Rowe’s new album, The Last Day of Winter, is a completely different affair. Still diverse, nevertheless it does not have the same elements of darkness that could be found on Ember. Instead, it’s a mostly upbeat affair that showcases something that didn’t exactly disappear on Ember but which didn’t stand out as much: Rowe’s voice. On Ember Rowe was the storyteller and his voice was used in service to the stories. On The Last Day of Winter Rowe’s voice is a real feature, and it deserves to be. He has a beautiful tone and it wouldn’t really matter what he was singing, it’s all worth listening to.

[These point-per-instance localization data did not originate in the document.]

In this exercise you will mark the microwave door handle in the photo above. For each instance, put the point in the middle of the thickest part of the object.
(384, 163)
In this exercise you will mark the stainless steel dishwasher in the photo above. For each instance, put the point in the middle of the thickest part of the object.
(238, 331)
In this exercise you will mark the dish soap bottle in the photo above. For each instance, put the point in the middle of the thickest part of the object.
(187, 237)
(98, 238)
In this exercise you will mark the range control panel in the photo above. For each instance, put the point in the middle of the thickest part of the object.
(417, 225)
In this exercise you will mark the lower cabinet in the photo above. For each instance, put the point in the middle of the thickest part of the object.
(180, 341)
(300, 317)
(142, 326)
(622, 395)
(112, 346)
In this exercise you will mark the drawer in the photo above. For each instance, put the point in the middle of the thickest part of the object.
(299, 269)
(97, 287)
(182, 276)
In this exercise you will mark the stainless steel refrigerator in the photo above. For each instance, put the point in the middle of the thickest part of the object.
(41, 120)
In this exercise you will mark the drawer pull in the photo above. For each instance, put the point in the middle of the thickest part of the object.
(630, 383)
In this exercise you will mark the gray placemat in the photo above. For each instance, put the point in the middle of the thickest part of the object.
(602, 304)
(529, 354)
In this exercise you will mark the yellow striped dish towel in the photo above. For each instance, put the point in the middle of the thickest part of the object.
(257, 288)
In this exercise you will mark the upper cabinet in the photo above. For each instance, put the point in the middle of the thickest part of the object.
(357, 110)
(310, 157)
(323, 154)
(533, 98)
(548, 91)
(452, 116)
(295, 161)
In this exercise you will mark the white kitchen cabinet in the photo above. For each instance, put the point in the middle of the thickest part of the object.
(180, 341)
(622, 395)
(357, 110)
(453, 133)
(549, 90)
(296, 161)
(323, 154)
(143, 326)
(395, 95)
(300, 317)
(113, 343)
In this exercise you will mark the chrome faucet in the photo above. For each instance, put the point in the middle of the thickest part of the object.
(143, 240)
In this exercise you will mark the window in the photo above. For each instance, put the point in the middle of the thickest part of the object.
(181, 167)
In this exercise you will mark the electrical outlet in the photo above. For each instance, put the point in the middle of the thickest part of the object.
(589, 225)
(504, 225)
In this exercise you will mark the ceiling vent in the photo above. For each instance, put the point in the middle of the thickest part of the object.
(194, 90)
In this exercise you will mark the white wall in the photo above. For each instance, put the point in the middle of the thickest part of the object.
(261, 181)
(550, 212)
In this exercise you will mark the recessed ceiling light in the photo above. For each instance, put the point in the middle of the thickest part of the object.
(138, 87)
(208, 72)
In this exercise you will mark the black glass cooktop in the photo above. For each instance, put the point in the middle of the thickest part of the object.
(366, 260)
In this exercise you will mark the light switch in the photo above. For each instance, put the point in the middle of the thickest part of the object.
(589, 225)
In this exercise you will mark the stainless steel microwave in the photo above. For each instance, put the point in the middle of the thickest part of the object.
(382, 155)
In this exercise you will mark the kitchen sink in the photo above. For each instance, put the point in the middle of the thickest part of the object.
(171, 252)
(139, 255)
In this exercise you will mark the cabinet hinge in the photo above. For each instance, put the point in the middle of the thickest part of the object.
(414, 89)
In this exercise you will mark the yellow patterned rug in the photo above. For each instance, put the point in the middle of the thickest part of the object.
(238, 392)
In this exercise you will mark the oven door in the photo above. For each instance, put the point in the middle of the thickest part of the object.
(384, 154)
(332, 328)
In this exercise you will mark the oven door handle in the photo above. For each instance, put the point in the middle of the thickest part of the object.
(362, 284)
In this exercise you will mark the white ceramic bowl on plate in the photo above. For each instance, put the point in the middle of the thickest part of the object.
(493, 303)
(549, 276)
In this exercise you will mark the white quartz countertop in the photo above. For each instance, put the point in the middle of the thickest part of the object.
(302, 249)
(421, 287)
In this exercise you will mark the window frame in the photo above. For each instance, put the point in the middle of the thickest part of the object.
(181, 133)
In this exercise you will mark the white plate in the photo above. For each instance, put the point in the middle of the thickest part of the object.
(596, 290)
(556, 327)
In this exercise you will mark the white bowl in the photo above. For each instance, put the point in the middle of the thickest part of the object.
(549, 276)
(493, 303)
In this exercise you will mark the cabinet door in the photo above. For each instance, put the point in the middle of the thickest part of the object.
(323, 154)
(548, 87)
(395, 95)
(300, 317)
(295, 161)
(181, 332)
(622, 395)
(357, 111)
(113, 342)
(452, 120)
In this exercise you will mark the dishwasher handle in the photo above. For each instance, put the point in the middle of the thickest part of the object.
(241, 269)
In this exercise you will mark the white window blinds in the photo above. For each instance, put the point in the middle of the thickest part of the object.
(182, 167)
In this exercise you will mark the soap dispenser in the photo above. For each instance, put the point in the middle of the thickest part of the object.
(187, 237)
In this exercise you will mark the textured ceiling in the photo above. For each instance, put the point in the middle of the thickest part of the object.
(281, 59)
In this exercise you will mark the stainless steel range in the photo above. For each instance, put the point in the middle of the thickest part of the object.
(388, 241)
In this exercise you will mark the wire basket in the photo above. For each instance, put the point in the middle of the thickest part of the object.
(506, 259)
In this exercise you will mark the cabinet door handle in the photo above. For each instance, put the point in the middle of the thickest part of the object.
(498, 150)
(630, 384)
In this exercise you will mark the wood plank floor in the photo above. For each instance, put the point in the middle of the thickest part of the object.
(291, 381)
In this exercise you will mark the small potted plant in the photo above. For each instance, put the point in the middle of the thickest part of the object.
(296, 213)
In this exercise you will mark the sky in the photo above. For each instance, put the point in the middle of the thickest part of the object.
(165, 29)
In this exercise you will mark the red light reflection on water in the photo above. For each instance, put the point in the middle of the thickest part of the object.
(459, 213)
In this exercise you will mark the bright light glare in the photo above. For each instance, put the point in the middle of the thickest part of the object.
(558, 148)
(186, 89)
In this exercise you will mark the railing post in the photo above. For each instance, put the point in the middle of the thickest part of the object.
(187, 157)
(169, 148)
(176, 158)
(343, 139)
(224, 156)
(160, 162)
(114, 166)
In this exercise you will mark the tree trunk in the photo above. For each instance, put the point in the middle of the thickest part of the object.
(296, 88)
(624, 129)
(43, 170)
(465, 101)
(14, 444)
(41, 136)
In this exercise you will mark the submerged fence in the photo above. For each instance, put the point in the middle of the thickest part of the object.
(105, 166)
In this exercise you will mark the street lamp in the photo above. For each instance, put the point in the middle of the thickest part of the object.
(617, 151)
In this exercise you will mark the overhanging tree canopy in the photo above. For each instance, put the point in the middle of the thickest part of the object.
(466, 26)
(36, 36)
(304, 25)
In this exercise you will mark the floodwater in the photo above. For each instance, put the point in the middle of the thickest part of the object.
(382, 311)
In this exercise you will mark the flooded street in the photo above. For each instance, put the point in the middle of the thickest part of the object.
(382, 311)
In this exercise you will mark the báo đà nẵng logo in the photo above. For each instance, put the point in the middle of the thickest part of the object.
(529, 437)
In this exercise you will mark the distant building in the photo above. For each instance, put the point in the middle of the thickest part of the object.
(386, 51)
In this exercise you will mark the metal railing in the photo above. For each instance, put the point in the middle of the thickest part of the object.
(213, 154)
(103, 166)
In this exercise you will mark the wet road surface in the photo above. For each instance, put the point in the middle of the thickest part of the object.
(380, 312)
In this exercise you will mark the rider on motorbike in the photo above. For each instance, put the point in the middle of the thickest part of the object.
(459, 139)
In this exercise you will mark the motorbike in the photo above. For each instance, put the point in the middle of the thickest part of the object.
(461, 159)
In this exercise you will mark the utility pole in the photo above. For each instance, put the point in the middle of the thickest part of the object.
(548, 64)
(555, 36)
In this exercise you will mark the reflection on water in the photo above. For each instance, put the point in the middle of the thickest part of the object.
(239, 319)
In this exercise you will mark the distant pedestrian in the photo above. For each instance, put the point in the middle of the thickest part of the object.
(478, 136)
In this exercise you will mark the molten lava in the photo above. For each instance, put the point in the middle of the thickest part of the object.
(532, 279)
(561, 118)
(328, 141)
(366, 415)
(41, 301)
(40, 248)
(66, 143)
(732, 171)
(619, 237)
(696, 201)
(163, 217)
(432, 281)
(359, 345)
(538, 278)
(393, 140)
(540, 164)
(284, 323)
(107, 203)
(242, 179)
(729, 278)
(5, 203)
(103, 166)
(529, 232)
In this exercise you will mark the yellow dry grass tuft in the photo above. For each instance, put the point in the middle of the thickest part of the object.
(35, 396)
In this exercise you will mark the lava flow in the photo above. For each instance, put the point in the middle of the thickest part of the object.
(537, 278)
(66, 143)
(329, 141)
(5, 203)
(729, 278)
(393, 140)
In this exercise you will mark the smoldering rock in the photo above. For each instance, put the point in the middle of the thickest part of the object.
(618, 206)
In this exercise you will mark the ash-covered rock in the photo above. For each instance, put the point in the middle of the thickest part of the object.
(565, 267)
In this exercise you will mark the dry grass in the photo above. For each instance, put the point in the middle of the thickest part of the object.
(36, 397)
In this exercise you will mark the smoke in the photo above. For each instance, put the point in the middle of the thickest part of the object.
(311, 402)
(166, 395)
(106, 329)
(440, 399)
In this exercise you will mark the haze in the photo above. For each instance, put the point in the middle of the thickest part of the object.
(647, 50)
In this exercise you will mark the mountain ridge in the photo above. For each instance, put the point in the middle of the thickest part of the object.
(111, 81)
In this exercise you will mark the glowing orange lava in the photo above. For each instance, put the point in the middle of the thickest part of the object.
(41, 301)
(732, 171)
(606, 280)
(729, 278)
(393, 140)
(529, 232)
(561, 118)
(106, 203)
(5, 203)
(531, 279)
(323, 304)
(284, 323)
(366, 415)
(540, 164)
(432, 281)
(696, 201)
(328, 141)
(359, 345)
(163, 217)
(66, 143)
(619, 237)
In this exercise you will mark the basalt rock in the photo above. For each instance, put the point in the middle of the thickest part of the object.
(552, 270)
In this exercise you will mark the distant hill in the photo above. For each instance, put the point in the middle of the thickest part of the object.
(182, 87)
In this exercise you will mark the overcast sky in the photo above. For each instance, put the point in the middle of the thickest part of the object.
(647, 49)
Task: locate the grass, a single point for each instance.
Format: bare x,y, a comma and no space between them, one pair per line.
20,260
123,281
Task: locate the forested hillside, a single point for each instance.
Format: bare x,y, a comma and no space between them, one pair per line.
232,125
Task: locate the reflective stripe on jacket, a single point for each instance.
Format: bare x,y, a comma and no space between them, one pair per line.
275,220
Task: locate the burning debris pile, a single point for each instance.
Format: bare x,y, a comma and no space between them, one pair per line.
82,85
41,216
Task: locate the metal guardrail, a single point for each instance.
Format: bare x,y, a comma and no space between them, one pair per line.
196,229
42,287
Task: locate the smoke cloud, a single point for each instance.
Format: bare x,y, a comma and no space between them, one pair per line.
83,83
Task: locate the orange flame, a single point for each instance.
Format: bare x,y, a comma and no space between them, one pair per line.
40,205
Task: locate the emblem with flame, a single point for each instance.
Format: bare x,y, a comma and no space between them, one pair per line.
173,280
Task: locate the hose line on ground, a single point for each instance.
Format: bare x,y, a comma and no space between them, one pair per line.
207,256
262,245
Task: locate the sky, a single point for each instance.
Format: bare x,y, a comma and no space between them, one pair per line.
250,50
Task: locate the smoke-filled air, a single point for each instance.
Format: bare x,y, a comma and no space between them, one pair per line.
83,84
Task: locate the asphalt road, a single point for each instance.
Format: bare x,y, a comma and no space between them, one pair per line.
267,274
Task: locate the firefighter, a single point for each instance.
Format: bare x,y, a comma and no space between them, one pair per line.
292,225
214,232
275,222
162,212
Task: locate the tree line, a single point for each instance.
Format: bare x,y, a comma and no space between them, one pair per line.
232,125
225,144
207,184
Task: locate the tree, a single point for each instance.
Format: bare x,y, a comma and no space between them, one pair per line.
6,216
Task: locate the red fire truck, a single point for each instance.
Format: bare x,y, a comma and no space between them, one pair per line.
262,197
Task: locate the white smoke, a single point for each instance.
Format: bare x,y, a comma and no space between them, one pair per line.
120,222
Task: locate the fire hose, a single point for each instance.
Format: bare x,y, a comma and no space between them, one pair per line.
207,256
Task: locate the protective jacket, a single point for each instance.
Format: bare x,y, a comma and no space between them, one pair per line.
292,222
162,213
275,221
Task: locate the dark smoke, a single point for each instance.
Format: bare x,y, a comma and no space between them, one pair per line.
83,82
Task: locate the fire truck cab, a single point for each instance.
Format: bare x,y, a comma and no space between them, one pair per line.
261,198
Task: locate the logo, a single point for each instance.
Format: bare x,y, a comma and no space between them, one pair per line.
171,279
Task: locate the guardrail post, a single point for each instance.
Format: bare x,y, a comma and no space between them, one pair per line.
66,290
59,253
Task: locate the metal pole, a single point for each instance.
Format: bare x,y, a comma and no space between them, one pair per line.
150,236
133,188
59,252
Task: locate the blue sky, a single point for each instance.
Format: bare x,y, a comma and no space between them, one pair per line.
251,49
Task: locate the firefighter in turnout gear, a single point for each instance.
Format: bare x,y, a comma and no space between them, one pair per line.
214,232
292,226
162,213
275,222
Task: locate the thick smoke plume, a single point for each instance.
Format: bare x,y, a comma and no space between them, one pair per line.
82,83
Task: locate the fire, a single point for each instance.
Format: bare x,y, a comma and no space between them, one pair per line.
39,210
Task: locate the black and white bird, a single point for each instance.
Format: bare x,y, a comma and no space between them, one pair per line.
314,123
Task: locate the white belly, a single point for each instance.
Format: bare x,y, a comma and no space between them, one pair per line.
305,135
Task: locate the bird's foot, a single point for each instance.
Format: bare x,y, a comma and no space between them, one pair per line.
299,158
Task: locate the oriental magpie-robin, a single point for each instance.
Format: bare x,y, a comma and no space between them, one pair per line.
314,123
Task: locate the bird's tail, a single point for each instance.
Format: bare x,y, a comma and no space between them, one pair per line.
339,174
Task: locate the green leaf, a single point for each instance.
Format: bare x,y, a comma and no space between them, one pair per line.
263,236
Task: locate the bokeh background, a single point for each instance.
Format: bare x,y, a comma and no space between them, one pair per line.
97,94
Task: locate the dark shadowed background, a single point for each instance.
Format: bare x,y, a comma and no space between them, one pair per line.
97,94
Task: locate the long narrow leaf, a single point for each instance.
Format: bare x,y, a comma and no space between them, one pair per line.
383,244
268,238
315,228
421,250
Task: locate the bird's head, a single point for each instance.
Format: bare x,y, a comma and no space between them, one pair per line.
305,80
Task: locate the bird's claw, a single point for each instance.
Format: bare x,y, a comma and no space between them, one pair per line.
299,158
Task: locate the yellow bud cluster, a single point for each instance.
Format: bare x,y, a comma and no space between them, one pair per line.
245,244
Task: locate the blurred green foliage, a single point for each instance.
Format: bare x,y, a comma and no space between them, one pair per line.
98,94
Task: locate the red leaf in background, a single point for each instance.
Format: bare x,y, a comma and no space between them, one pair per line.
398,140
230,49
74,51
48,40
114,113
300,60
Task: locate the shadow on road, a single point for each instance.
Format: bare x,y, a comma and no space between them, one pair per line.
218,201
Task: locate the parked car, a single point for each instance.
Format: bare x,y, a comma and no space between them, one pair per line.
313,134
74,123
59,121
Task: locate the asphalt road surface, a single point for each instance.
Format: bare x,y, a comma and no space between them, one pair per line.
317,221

For this album Rowe has worked with The Stillsons as his band, and the differences in style are obvious: previously Rowe’s sound was lean (double bass, drums and guitar) yet muscular, and it suited the songs he was crafting, just as the different instruments and backing vocals brought by The Stillsons suit these new songs. There are some traditional country sounds here – as well as the odd ’70s rock note – that are brought to life by piano and fiddle. One sound is constant, though: anyone who has seen Rowe plays live would know that he’s one of the best slide guitarists to be found.

I don’t tend to write about individual songs in album reviews, as the name of a song means nothing to someone who hasn’t heard an album yet. And if you have heard the album I may love a song that you may not, which means we’re already fighting. I prefer to write about the feeling of an album because what most people take away from music is an experience that is emotional and visceral before it’s intellectual. If an album makes me feel something positive – if I’m intrigued, if I’m moved, if I’ve been entertained – then that’s worth telling people about. So it’s worth telling people about Jed Rowe’s The Last Day of Winter. It’s also worth seeing him live, just in case he appears in a town near you.

The Last Day of Winter is out now through Mountain King Music/WJO.